Sicurezza, costi della politica, sanità, immigrazione e infrastrutture. Sono i temi caldi su cui oggi, intervistati da “Antenna 3 Nordest”, si sono sfidati i quattro principali candidati alle regionali in Veneto.

Sul tema dei vitalizi Luca Zaia (Lega) ricorda che «con questa legislatura non ci sono già più. Bisogna togliere l’assegno di fine mandato e mettere mano al tema di indennità di mandato». Per Jacopo Berti (M5S) devono essere «azzerati i 13 milioni all’anno di vitalizi, assegni di fine mandato, privilegi che esistono solo nella politica». Sui costi della politica Alessandra Moretti (centrosinistra) propone una «profonda riforma. Taglio dell’indennità base e di quella facoltativa, ricalcolo di tutti i vitalizi in essere su base contributiva». Flavio Tosi sui vitalizi è sulla stessa linea della Moretti: «vengano pagati con il sistema contributivo».

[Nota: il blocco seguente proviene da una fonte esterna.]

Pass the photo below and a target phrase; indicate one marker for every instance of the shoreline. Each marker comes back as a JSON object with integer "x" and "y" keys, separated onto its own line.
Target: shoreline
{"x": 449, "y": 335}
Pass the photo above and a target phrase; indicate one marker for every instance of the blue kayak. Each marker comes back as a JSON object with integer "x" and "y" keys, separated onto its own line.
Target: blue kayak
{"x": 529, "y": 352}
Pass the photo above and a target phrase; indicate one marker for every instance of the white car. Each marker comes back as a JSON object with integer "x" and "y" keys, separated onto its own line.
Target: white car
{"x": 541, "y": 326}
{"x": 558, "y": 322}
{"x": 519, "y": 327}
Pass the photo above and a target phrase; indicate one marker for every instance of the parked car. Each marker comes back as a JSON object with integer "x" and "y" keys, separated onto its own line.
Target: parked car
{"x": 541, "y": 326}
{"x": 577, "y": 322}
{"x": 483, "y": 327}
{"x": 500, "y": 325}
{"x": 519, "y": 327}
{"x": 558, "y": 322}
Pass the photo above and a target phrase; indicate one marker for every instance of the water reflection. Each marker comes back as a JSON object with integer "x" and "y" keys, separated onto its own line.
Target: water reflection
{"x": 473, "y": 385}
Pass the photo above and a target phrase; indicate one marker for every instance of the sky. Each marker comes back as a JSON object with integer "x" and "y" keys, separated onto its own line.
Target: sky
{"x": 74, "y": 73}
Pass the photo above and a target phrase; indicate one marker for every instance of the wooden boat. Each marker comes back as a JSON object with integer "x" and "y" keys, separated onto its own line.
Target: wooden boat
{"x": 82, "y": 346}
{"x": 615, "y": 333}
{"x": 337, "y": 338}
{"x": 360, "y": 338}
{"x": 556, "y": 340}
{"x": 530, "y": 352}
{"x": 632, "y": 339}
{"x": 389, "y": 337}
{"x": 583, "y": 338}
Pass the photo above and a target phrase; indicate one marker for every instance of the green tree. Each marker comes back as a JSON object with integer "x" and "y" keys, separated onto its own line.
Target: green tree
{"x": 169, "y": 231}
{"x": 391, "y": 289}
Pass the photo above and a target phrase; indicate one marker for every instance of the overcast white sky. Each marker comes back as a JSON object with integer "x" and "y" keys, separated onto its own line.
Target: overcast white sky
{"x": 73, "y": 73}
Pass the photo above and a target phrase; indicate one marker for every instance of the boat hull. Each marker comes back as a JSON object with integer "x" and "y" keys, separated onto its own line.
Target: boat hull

Sulla sanità per la Moretti: «bisogna ridurre gli sprechi per rendere più efficienti i servizi. Grandi carrozzoni, 21 Usl da ridurre a otto, con il risparmio di 50 mln di euro l’anno da riversare sul territorio in servizi di prossimità». Per Tosi è possibile «azzerare i ticket praticando i costi standard all’interno delle Usl. Bisogna agire sul personale, da qui ricavare le risorse per abolire i ticket. Infine vanno sbloccate le opere: da due anni e mezzo la cittadella della salute è ferma, l’ospedale di Padova è fermo da cinque anni». «Le opere di Treviso – si difende Zaia – sono ferme a causa dei ricorsi al Tar. La riduzione delle Usl l’ho proposta io, ma non è passata in consiglio regionale con voto bipartisan. L’eliminazione dei ticket, che valgono 200 mln, deve essere negoziato con il ministero dell’economia». «Nessuno deve essere lasciato indietro – ha ammonito Jacopo Berti – Ospedali di prossimità per non autosufficienti. Non nuovi grandi mega ospedali ma tanti presidi sul territorio».